Либеральный султан Абдул-Меджид шел на поводу своего британского советника Каннинга и мятеж подавлять не спешил. Но Николай I все же убедил его. Султан сообразил, что подобным образом может посыпаться вся его империя. Или русские вмешаются без него, что тоже было нежелательно. 19 июля он послал в Валахию 20 тыс. солдат. Либералы сразу поджали хвосты, временное правительство сложило полномочия, конституцию послало на рассмотрение султану. Но радикалы упрямились, призывали к борьбе, стягивали силы к Бухаресту. Велись переговоры, пока турецкому командующему Фауд-паше не надоело. 13 сентября он отдал приказ войскам, слабенькие революционные отряды раскидали за день и заняли Бухарест. Хотя Фауд-паша действовал мягко, без расправ, руководителей мятежа, 91 человек, просто выслал из страны.
А царь действовал вообще мудро. Направил в Дунайские княжества 5–й корпус генерала Лидерса, в Молдавию он вошел в августе, но в Валахию – только 15 сентября, когда сопротивление было уже подавлено. И расположиться ему было назначено вдоль границы с Австрией и Венгрией. Там революция полыхала вовсю, и русские части стали «санитарным кордоном», отсекая ее от соседей. По Молдавии и Валахии между Россией и Турцией была заключена Балта-Лиманская конвенция. Оккупация совместными силами предполагалась до общего установления порядка. Автономия княжеств урезалась. Господарей должен был назначать султан сроком на 7 лет – но по согласованию с царем.

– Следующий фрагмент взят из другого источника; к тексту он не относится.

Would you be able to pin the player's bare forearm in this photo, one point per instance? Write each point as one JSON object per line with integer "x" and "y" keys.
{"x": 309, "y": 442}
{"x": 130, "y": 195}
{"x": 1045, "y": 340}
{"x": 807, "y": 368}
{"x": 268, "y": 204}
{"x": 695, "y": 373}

Однако в это же время положение менялось и в других государствах. Организаторы революций ради собственных целей вовлекли в них всех, кто «против», готов крушить и ломать. Но самые «боевые» оказывались и самыми радикальными, самыми привлекательными для простонародья. Распробовав свою силу, они выходили из-под контроля, революции стремительно «левели». Если в Риме начинал либеральные реформы папа Пий IX, то уже вскоре из Лондона к нему перебрались лидеры итальянских боевиков Мадзини, Гаррибальди, а в итоге папе пришлось бежать, была провозглашена Римская республика.
Во Франции революция тоже начиналась под чисто либеральными лозунгами, но победили республиканцы. А они тут же попали под давление социалистов и коммунистов. При малейших разногласиях эти «союзники» поднимали массу рабочих, угрожая восстанием. В угоду им снижались цены на продукты, организовывались «национальные мастерские» с никому не нужным трудом за 2 франка в день. Причем говорить о защите «интересов народа» в данном случае совершенно не приходилось. Экономический и финансовый кризис революция только усугубила, и новая власть решила проблему, переложив все тяготы на крестьян. Они и без того бедствовали, а им повысили налоги сразу на 45 %.
23 апреля прошли выборы в Учредительное собрание – впервые в истории со всеобщим голосованием (но только для мужчин). Большинство мандатов получили умеренные республиканцы, их имена были на слуху, в их распоряжении была газетная реклама. Но социалисты и коммунисты объявили результаты подтасованными, взбунтовали людей. 15 мая вывели на манифестацию 150 тыс. человек. Требовали, чтобы Франция начала войну в поддержку Польши. Ворвались в Бурбонский дворец, где заседало Учредительное собрание и «именем народа» объявили его распущенным, принялись составлять собственное правительство. Мятеж кое-как усмирили национальной гвардией, лидеров арестовали. 22 июня левые опять подняли рабочие предместья с требованиями освободить арестованных и установить «социальную республику».
Либералы сочли, что терпеть такое положение хватит. На следующий день Учредительное собрание ввело осадной положение и передало диктаторскую власть военному министру Кавеньяку, прославившемуся в Алжире как победами, так и жестокостью. Рабочие и студенты уже привыкли, что перед наглостью власть пасует, возбудились очередной раз вооружаться, строить баррикады. Но Кавеньяк вызвал в Париж войска и устроил крутую зачистку. С мятежниками не церемонился. За 3 дня расстреляли 11 тыс. человек. Да-да, не пятерых декабристов, а 11 тысяч. И никто во Франции не обвинял его в «зверствах». Наоборот, славили, как спасителя отечества. В рамках осадного положения он закрыл все политические организации – до президентских выборов, назначенных в декабре. Кавеньяк ничуть не сомневался, что он и станет президентом. Он уже был почти единовластным правителем страны. Как гарант твердого порядка он вполне устраивал и французские финансовые, промышленные круги.